Most are aware of adjusting thresholds and customizing SpamAssassin.

Many also suggest to enable bayesian filtering in SpamAssassin which requires 200 ham and 200 spam tokens to even take effect. I find this quite effective; however, it can be very difficult to get users to place spam in the spam folder and ham in a ham folder. Another fault with bayesian filtering is the possibility of bayesian poisoning. I personally think this is a large part of SpamAssassin's issues of late. Cleaning compromised mail servers, I am seeing more spammers include large text from books scraped from sources such as Google Books as a method to legitimize the message and to smudge the line between spam and ham.

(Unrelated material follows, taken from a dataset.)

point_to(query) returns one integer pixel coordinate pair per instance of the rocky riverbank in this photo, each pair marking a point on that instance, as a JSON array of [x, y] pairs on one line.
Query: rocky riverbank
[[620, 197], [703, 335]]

Another method is trying new rulesets. Be careful here though, as using an outdated ruleset(SARE) can cause worse accuracy.

SpamAssassin also has the Pyzor and Razor plugins, but I can not offer any information on these as I have no personal experience with them, yet.

Now to end my rant and address your actual question, I think a simple and effective solution is to use RBL's. I am a fan of SORB's myself. I can't provide any information on the 3rd-party you've referenced, but if you're looking to outsource your mail, I'd personally suggest trying Google Apps mail. Google has spent tons of money on new methods of identifying spam effectively, but frankly, it comes down to the volume of mail they handle, which gives them a considerable edge.

Thanks,

 

[ramorse]

Thank you for the great, detailed reply!

I am at 11.46 already. I am also already using the two RBLs built in, but I added SORBS to one server. We'll see how that goes. Is it a problem using all three?

The other ideas I will give some thought.

 

[madmanmachines]

Hi,

Thank you for the great, detailed reply! [...] I added SORBS to one server. We'll see how that goes. Is it a problem using all three?

You're welcome ramorse. I do apologize for going a bit off topic. I am not aware of an issue of using multiple RBL's in cPanel. The only issues I can foresee is using an RBL that has an unresponsive/long delist process. I think the 2 included in cPanel by default and SORB's don't fall under this category, as I have not personally seen a lot of false positives for my clients, and when I do clean a mail server, their process seems fair/straight-forward/quick. Should you encounter a false-positive, simply whitelist the server, and perhaps lecture(kindly) the sending admin.

If you do move forward with your third-party, I am sure a review would be welcomed.

Thanks,

 

[cPanelMichael]

Hello

This is also discussed some on the following thread:

SpamAssassin Improvements

Thank you.

 

[ramorse]

Thanks, I will check that out. Just reporting back that after adding SORBS, I am still getting quite a bit of spam slipping through. I just think the RBLs can't keep ahead of the spammers changing domains and IP addresses so quickly. I've tried adding domains and IPs to MailScanners Blacklist and that helps a bit, but again, they quickly just start sending from new locations.